Cell PhonesComputersConsumer ElectronicsGraphic Design & Video EditingHome Theater & AudioIndustrial TechnologyInternet

URL Filtering - How To Configure SquidGuard in pfSense

Updated on April 28, 2016
skear profile image

Sam works as a Network Analyst for an algorithmic trading firm. He obtained his Bachelors Degree in Information Technology from UMKC.

URL filtering is a method of blocking access to certain websites based on the web address. There are several commercial products available for URL or content filtering but you can actually set up a very robust system on your own using SquidGuard and pfSense. SquidGuard is a very useful plugin for the popular Squid proxy server that can be used for blocking,or redirecting web requests on your network.

SquidGuard has a long list of features that can be customized to meet your needs.

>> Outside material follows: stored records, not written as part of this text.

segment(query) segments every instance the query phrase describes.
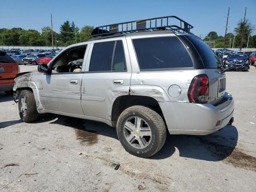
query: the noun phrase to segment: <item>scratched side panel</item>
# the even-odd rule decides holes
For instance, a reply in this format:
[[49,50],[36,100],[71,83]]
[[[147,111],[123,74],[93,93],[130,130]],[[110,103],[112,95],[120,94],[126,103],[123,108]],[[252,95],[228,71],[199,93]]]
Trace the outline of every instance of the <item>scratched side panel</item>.
[[[204,70],[156,71],[133,72],[131,80],[130,94],[153,97],[158,102],[189,102],[188,92],[195,76],[205,74]],[[172,97],[168,93],[170,86],[180,88],[180,94]]]

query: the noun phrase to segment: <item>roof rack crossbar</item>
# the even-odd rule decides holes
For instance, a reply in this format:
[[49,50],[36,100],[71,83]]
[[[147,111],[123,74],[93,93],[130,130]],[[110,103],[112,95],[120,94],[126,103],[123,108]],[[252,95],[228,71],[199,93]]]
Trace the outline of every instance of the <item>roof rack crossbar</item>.
[[[176,23],[180,21],[177,23],[178,25],[169,24],[172,19],[174,19]],[[156,30],[170,30],[174,33],[192,34],[190,30],[193,28],[191,25],[178,17],[166,16],[97,27],[92,32],[92,35],[96,37]]]

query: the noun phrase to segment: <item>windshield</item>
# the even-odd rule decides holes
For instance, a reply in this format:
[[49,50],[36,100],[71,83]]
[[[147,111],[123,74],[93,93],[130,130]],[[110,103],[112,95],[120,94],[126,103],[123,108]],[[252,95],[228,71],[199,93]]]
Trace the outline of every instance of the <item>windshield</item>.
[[233,59],[234,58],[240,58],[241,57],[247,57],[247,55],[246,54],[232,54],[228,56],[228,59]]
[[36,55],[33,55],[32,54],[31,54],[30,55],[29,55],[27,57],[28,57],[30,58],[36,58]]

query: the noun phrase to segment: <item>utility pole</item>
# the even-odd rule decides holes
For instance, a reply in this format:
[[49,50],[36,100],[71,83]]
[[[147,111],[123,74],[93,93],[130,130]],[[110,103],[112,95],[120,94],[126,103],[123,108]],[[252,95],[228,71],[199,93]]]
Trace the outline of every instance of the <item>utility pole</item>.
[[226,36],[227,34],[227,30],[228,29],[228,17],[229,16],[229,8],[228,8],[228,18],[227,18],[227,23],[226,25],[226,31],[225,32],[225,36],[224,36],[224,48],[226,48]]
[[247,46],[246,46],[246,49],[248,48],[248,43],[249,43],[249,38],[250,37],[250,34],[248,36],[248,40],[247,41]]
[[245,12],[244,12],[244,23],[243,24],[243,28],[242,31],[242,35],[241,38],[241,44],[240,45],[240,50],[242,50],[243,47],[243,39],[244,38],[244,23],[245,22],[245,16],[246,14],[246,8],[245,8]]
[[52,49],[53,49],[53,32],[52,31],[52,13],[51,13],[51,23],[52,23]]
[[76,38],[76,30],[75,26],[75,37]]
[[236,38],[236,35],[234,37],[234,40],[233,40],[233,46],[232,46],[232,48],[234,48],[234,43],[235,42],[235,38]]

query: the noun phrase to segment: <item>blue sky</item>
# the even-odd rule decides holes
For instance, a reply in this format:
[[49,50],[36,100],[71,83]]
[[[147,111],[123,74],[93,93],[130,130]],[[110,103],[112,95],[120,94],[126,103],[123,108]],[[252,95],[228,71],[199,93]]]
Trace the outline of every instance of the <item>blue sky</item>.
[[[256,0],[1,0],[0,28],[20,27],[41,32],[50,26],[59,32],[66,20],[74,21],[81,28],[152,17],[175,15],[194,26],[191,32],[202,37],[211,31],[224,35],[228,7],[230,8],[228,32],[233,32],[237,22],[244,16],[254,26],[256,34]],[[11,2],[11,3],[10,2]]]

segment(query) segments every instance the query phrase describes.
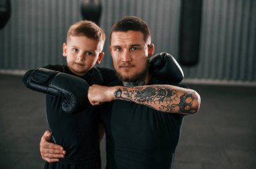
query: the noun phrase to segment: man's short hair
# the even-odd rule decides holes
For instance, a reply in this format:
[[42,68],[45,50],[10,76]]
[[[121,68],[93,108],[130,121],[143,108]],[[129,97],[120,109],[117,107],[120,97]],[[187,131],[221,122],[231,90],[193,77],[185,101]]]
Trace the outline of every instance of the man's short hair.
[[90,21],[78,21],[70,26],[67,34],[67,41],[71,36],[84,36],[97,41],[105,41],[106,35],[102,29]]
[[111,42],[112,33],[115,32],[138,31],[143,35],[145,42],[151,43],[151,34],[150,27],[141,18],[135,16],[126,16],[115,23],[111,28],[110,42]]

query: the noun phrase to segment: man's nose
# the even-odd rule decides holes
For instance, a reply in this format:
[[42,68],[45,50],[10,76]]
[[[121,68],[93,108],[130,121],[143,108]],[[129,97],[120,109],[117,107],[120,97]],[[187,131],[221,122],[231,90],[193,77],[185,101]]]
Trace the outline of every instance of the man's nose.
[[129,51],[124,51],[123,55],[122,55],[122,62],[131,62],[131,56],[130,52]]

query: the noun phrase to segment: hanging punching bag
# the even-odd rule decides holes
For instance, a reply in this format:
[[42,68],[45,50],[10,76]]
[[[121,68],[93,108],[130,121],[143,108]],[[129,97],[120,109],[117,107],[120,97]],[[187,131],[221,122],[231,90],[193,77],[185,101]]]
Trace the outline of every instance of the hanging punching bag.
[[11,0],[0,0],[0,29],[7,23],[11,16]]
[[100,0],[82,0],[81,12],[84,20],[92,21],[99,25],[101,11]]
[[182,0],[181,9],[179,60],[193,66],[199,61],[202,0]]

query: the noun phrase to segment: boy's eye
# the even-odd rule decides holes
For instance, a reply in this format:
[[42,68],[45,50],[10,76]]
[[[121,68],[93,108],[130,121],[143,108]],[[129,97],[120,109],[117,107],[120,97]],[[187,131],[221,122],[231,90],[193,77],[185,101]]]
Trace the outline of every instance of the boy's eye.
[[86,53],[87,55],[89,55],[89,56],[94,56],[94,53],[92,52],[88,52]]
[[75,48],[75,49],[72,49],[72,51],[74,52],[77,52],[78,50]]

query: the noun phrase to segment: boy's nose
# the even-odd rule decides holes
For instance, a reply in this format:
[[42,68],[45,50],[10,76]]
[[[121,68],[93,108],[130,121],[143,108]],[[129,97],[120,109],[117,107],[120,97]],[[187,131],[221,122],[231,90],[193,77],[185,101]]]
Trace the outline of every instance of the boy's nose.
[[86,60],[86,57],[84,57],[82,54],[79,54],[77,56],[76,59],[78,61],[84,61]]

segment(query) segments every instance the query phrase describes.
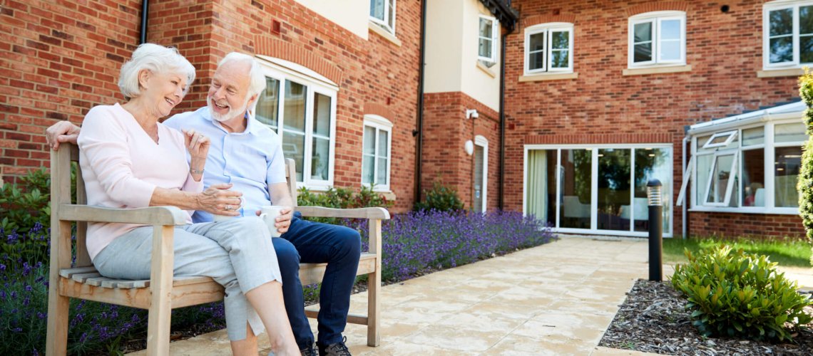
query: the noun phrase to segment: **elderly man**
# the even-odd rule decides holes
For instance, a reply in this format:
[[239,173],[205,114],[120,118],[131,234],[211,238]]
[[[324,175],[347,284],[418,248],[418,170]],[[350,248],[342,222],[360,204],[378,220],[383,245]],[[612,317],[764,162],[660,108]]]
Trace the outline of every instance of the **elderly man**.
[[[361,253],[361,239],[352,229],[302,220],[293,213],[288,193],[281,139],[249,113],[265,89],[262,68],[250,56],[231,53],[218,64],[207,97],[207,105],[172,116],[163,123],[178,130],[194,129],[211,138],[203,183],[206,187],[232,183],[246,198],[244,212],[263,205],[286,207],[276,220],[282,238],[272,238],[280,269],[285,309],[302,355],[315,355],[314,336],[305,315],[299,262],[327,263],[320,292],[318,316],[320,355],[350,355],[341,332],[350,309]],[[60,122],[49,127],[53,149],[59,143],[76,142],[79,127]],[[251,213],[251,212],[248,212]],[[212,221],[196,212],[195,222]]]

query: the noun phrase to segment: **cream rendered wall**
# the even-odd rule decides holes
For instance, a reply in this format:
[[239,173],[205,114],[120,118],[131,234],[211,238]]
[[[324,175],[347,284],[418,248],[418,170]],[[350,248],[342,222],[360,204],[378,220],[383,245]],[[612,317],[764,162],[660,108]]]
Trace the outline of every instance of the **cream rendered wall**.
[[476,0],[425,0],[426,67],[424,92],[462,91],[463,2]]
[[[359,37],[370,32],[370,0],[296,0]],[[398,8],[396,8],[397,11]],[[396,17],[398,14],[396,14]],[[396,19],[398,20],[398,19]],[[398,24],[396,24],[398,28]]]
[[463,92],[499,111],[499,43],[494,76],[477,67],[480,15],[491,13],[479,0],[428,0],[426,10],[424,92]]

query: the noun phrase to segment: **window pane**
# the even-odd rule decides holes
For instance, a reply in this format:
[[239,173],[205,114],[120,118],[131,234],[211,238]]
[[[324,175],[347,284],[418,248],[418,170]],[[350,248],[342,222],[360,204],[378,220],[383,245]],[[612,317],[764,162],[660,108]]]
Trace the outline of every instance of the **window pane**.
[[384,0],[370,0],[370,17],[384,21]]
[[742,131],[742,145],[750,146],[765,143],[765,128],[763,127]]
[[666,19],[661,21],[661,40],[680,39],[680,20]]
[[765,206],[765,151],[762,148],[742,151],[742,206]]
[[372,183],[373,169],[375,169],[376,157],[364,156],[361,164],[361,182],[364,184]]
[[257,99],[257,114],[254,118],[276,131],[280,113],[280,81],[266,77],[265,91]]
[[630,205],[632,150],[598,150],[598,229],[628,230],[621,221],[621,206]]
[[376,177],[376,184],[387,184],[387,159],[378,158],[378,165],[376,166],[378,176]]
[[376,154],[376,128],[364,127],[364,152],[365,155]]
[[330,137],[330,97],[315,93],[313,96],[313,133]]
[[711,187],[706,203],[723,203],[725,201],[725,190],[731,178],[731,164],[734,155],[717,156],[714,171],[711,172]]
[[771,39],[772,63],[780,63],[793,60],[793,42],[791,36]]
[[307,92],[307,88],[304,85],[285,80],[285,114],[283,121],[285,129],[305,133],[305,94]]
[[774,142],[803,142],[807,140],[805,134],[805,124],[784,123],[773,127]]
[[649,62],[652,60],[652,44],[651,43],[643,43],[641,45],[635,45],[635,54],[633,61],[635,62]]
[[634,30],[635,39],[633,40],[635,43],[652,41],[651,22],[636,24],[633,28],[635,29]]
[[660,44],[660,58],[664,61],[676,61],[680,59],[680,41],[662,41]]
[[389,157],[389,150],[387,149],[387,144],[389,143],[389,140],[387,139],[387,131],[384,130],[378,131],[378,157]]
[[777,147],[774,173],[774,199],[777,207],[797,208],[799,206],[799,195],[796,191],[796,182],[799,177],[802,165],[801,147]]
[[697,178],[696,182],[693,182],[694,184],[697,196],[695,196],[694,201],[698,205],[702,205],[703,199],[706,195],[706,190],[708,188],[709,182],[709,173],[711,169],[711,160],[714,159],[714,155],[700,155],[698,156],[698,169],[697,169]]
[[813,33],[813,6],[799,6],[799,34]]
[[[556,225],[556,150],[528,152],[528,191],[525,206],[528,216],[550,226]],[[588,225],[589,228],[589,225]]]
[[554,31],[550,34],[550,48],[553,49],[567,49],[570,45],[570,32],[567,31]]
[[[672,204],[672,160],[669,148],[635,148],[635,199],[633,206],[621,206],[623,224],[633,225],[635,231],[649,231],[649,203],[646,200],[646,183],[651,179],[661,182],[661,199],[663,202],[663,231],[669,231],[669,205]],[[624,221],[626,220],[626,221]]]
[[550,54],[551,68],[567,68],[568,63],[567,54],[570,52],[566,50],[554,51]]
[[775,10],[768,12],[771,36],[789,35],[793,32],[793,9]]
[[305,135],[285,132],[282,135],[282,153],[297,164],[297,182],[302,182],[305,163]]
[[328,180],[328,167],[330,166],[330,140],[314,137],[311,148],[311,178]]
[[588,149],[563,149],[561,152],[559,227],[589,229],[592,153]]

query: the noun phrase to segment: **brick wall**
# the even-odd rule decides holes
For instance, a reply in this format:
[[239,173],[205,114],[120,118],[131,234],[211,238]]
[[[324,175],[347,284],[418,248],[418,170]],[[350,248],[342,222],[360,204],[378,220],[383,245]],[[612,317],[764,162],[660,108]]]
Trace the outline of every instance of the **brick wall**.
[[[506,208],[522,209],[524,144],[535,139],[550,144],[609,144],[624,142],[640,133],[659,135],[655,142],[672,144],[673,199],[676,199],[682,182],[680,142],[685,126],[798,96],[795,76],[757,77],[763,61],[763,3],[728,4],[729,11],[723,13],[720,3],[702,1],[514,1],[521,15],[517,31],[508,36],[506,51],[506,161],[514,162],[506,169]],[[691,71],[623,75],[628,60],[628,16],[657,10],[686,11],[686,60]],[[523,75],[524,28],[554,21],[574,24],[573,67],[578,78],[519,82],[517,78]],[[674,231],[680,234],[680,208],[674,212]],[[693,222],[711,219],[711,226],[720,219],[721,226],[729,226],[723,225],[725,214],[690,212],[689,216]],[[755,221],[774,218],[743,217]],[[704,227],[689,226],[691,234],[704,234]],[[728,227],[718,230],[725,229]],[[731,229],[733,234],[739,234]]]
[[[499,114],[461,92],[425,94],[421,187],[430,189],[441,181],[457,190],[466,208],[473,204],[474,155],[466,153],[466,141],[476,135],[489,141],[486,204],[489,209],[499,199]],[[466,118],[466,109],[479,114]]]
[[[46,165],[45,127],[62,119],[80,122],[90,107],[122,100],[119,70],[138,43],[141,1],[53,2],[9,0],[0,11],[0,33],[8,38],[0,44],[0,177],[7,180]],[[231,51],[306,66],[327,63],[311,69],[339,87],[336,186],[360,187],[364,108],[383,106],[394,124],[395,209],[406,210],[414,197],[420,5],[398,3],[401,46],[374,32],[364,40],[281,0],[150,2],[147,41],[178,47],[198,70],[176,112],[205,105],[217,62]],[[267,45],[274,41],[287,45]]]
[[0,6],[0,178],[46,165],[42,132],[121,99],[122,58],[138,41],[140,1],[7,0]]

It is also extremely fast and won't slow down internet access for your users. If you need to block access to a list of undesirable websites or only allow access to certain sites then SquidGuard can assist you with this.

SquidGuard is very flexible making it easy to adapt to different applications. Whether you need to do basic URL filtering on your home network or you need to create complex rules for a large public network SquidGuard can do the job.

Before you can set up SquidGuard you will need a functioning pfSense proxy server. If you're new to pfSense I would recommend reading through the introduction to pfSense guide first.

Install the SquidGuard Package
Install the SquidGuard Package

Installing SquidGuard

SquidGuard can be installed using the pfSense package manager. To access the package manager click on packages in the system menu. Select the available packages tab and scroll down until you find SquidGuard, then click the plus symbol next to the description to begin the installation.

Once the installation is complete you will have a new menu item under services called proxy filter.

Adding a Blacklist
Adding a Blacklist

Enabling a Blacklist

To configure the blacklist feature open the general settings page (Services \ Proxy Filter). Click on the checkbox to enable the blacklist feature.

You can use one of your own blacklists or one of the publicly available lists on the web. You can find a list of several blacklists at http://www.squidguard.org/blacklists.html. Once you determine which blacklist you are going to use enter the URL of the blacklist into the blacklist URL box.

Click save, then click on the blacklist tab and click on download. It can take several minutes for the list to download and process. Once it is finished it will display "Blacklist update complete" in the status box below.

Uploading a blacklist to SquidGuard
Uploading a blacklist to SquidGuard
Editing the access control list
Editing the access control list

Access Control Lists

After uploading your blacklist you will need to configure which categories should be allowed, blocked, or white listed. The simplest method of configuration is to use the common ACL tab. The common access list settings will apply to all users of the proxy.

If you want to apply different rules to other source networks you should use the groups ACL tab. For example if you want to apply heavy filtering on a group of computers in a lab while granting unrestricted access to computers in another network you would use the group configuration.

In the drop down box next to each of the target rules you can select one of the following actions.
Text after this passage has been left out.